Берет на понт с вином, знаю. Любит называть меня капитаном лежалого песка, но без помощника-негра, как бы защищая от чего-то; один он знает, зачем он это внезапно и невпопад говорит, хотя начинал с пьянства или с любой из своих трех тем. А понт в том, чтобы я вроде как лучше был и не делал того, чем он знаменит. Почему – уклончиво говорит, спешно как-то. Все чаще у меня чувство, что он совсем ничего не знает, что я его уже в житейском перещеголял, а он все говорит да говорит; так затянет, чтоб до тошноты. Вот странно: в бога он не верит, но в свою эту несправедливость – очень даже и безо всяких икон, вон, тетрадки марает даже, трактаты о жизни сам для себя пишет, а так же, как и я – ни черта в этой жизни не смыслит. Дурак он и в возрасте дурак, никакой книгой не перебьешь.

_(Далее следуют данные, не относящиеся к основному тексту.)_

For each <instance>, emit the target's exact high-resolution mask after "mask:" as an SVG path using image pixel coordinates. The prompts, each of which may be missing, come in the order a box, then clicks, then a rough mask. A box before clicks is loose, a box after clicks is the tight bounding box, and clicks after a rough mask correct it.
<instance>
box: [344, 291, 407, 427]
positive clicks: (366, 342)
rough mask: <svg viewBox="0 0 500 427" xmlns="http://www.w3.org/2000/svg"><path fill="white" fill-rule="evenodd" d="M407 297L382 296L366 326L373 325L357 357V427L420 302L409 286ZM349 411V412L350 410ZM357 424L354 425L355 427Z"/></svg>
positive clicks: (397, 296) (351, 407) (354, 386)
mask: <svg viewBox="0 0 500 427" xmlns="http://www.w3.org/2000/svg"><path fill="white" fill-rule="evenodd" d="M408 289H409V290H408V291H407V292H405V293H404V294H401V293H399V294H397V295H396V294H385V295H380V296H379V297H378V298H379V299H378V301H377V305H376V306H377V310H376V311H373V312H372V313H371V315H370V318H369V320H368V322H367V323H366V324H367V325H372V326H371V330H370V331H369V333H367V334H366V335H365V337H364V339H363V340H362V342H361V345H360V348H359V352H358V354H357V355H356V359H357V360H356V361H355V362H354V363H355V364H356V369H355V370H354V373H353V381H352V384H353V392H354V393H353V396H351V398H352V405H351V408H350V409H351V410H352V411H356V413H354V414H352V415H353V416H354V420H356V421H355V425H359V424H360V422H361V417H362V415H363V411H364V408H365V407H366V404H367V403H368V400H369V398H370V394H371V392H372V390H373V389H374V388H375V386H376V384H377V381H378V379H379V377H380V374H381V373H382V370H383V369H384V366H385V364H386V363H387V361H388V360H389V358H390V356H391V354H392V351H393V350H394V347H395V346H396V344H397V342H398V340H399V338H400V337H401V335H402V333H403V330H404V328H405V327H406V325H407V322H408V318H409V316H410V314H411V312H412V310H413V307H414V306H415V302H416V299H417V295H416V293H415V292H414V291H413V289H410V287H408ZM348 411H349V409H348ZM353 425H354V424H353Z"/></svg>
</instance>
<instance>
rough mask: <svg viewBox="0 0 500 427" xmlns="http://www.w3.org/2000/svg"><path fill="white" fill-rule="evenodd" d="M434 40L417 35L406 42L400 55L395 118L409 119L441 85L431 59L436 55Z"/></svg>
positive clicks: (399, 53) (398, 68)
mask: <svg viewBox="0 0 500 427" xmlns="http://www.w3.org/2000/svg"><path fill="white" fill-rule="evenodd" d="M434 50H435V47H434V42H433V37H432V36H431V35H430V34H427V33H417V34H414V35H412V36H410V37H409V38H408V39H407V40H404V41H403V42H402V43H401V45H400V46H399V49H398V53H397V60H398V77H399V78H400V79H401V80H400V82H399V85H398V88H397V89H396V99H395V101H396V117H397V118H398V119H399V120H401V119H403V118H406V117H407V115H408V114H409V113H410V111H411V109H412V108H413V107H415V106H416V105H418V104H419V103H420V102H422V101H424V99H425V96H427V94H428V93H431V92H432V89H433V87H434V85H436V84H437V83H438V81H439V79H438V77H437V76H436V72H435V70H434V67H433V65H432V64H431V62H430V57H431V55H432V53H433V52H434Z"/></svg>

Эх, утро, головная боль… Мне бы наоборот взять, виски растереть, да перестать бы это все делать! Я на иголках весь от мандража и предчувствия. До конца еле досиживаю, чтобы с места не взлететь. Училка переключилась на меня, слышу:
– …бесчестья! А этот, этот! Посмотрите на него! Морда – во, голова бритая, синяки, порезы… Бандит! И ладно бы – добрый бандит, по лесам да богатым с умыслом шлялся, так нет, уроки – не нужны ему, знаний свет – в сторону, сидеть, огрызаться, дерзить! Посмотрите, десятый «Б», внимательно на них поглядите – вот она, честь и совесть! Дожили! Нет, ну и хватает же наглости… – и все в таком духе. Не трогает ни капли.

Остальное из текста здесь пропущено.